The Sensis research, undertaken by data insights platform Glow, of 500 small businesses nationwide showed that, by industry, 65 per cent of hospitality businesses would not have survived.
By region, 62 per cent of Melbourne businesses and 56 per cent of Canberra businesses would’ve folded without the JobKeeper supplement.
Sensis chief executive John Allan said the research showed each state was affected differently and it also depended on what sector a business was in.
“The overall impact was 44 per cent nationally, but when looking at it from a state perspective, JobKeeper was way more important in Melbourne — at 62 per cent — compared with Hobart, which was nearly half of that at 33 per cent,” Mr Allan said.
“When you look at it from an industry perspective, hospitality was at 65 per cent, retail at 42 per cent, but construction was only at 30 per cent.
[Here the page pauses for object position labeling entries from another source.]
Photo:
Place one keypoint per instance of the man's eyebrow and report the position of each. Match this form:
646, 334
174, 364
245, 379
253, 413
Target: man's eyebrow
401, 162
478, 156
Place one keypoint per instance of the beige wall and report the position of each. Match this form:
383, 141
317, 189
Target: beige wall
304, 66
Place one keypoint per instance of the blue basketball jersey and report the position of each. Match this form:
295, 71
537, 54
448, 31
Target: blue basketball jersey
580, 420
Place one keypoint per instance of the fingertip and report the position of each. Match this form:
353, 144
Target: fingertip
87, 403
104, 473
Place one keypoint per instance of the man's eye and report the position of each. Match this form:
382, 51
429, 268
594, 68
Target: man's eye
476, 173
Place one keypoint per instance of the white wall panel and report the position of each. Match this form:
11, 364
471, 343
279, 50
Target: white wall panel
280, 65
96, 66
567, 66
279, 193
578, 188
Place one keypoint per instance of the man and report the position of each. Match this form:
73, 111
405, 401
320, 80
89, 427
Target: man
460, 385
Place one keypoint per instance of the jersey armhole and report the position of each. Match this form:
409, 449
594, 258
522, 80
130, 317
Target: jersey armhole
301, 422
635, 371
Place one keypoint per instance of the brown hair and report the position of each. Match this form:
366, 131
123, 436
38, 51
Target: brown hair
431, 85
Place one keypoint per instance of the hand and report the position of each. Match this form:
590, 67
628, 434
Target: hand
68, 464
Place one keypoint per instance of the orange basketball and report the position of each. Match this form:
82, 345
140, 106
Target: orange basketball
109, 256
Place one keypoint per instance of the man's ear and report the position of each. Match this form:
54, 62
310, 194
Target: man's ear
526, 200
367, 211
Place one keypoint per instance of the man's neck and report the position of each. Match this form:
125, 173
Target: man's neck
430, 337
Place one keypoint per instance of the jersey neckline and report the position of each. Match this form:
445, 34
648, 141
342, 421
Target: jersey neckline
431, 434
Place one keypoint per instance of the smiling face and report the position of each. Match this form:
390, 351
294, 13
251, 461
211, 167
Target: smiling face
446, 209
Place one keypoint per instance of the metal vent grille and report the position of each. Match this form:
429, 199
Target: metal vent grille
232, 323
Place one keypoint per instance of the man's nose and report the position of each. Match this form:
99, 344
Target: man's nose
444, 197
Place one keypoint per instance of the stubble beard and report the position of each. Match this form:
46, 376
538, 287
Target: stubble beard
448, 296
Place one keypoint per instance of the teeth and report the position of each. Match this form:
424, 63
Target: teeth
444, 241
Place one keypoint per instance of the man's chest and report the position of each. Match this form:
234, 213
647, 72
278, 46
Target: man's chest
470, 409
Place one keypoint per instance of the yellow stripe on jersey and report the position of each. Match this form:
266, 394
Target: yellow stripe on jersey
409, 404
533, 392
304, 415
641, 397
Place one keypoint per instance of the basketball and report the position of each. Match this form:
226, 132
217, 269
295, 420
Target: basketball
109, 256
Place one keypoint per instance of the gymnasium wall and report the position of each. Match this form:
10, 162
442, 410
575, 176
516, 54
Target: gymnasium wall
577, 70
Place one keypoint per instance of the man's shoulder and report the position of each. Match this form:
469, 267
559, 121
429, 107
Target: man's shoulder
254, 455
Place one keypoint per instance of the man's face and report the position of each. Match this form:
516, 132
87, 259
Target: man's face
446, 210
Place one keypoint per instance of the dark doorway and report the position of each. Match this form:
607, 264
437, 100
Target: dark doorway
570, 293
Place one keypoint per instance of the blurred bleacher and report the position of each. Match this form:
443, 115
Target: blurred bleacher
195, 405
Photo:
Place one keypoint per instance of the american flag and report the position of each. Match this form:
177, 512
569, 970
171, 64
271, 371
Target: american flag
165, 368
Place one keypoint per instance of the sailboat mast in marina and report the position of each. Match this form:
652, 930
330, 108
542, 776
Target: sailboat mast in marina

“A lot of industry experts were saying that perhaps JobKeeper should have been tiered. As you can see, some sectors are less affected and a business down 30 per cent is probably going to survive, but a business like those in the travel sector who are down 100 per cent probably won’t and the closures show that.”
The survey also revealed that JobKeeper will be critical for small businesses over the coming months, with 47 per cent of businesses saying it was vital to their continued survival.
“The biggest difference was comparing Melbourne to Sydney, with a massive 78 per cent of Melbourne small businesses saying it was critical but just 31 per cent in Sydney. That is a vastly different outlook,” Mr Allan said.
“Looking at it from an industry perspective, JobKeeper moving forward is most critical for culture and recreation at 63 per cent, transport at 62 per cent, hospitality at 59 per cent and retail at 42 per cent.”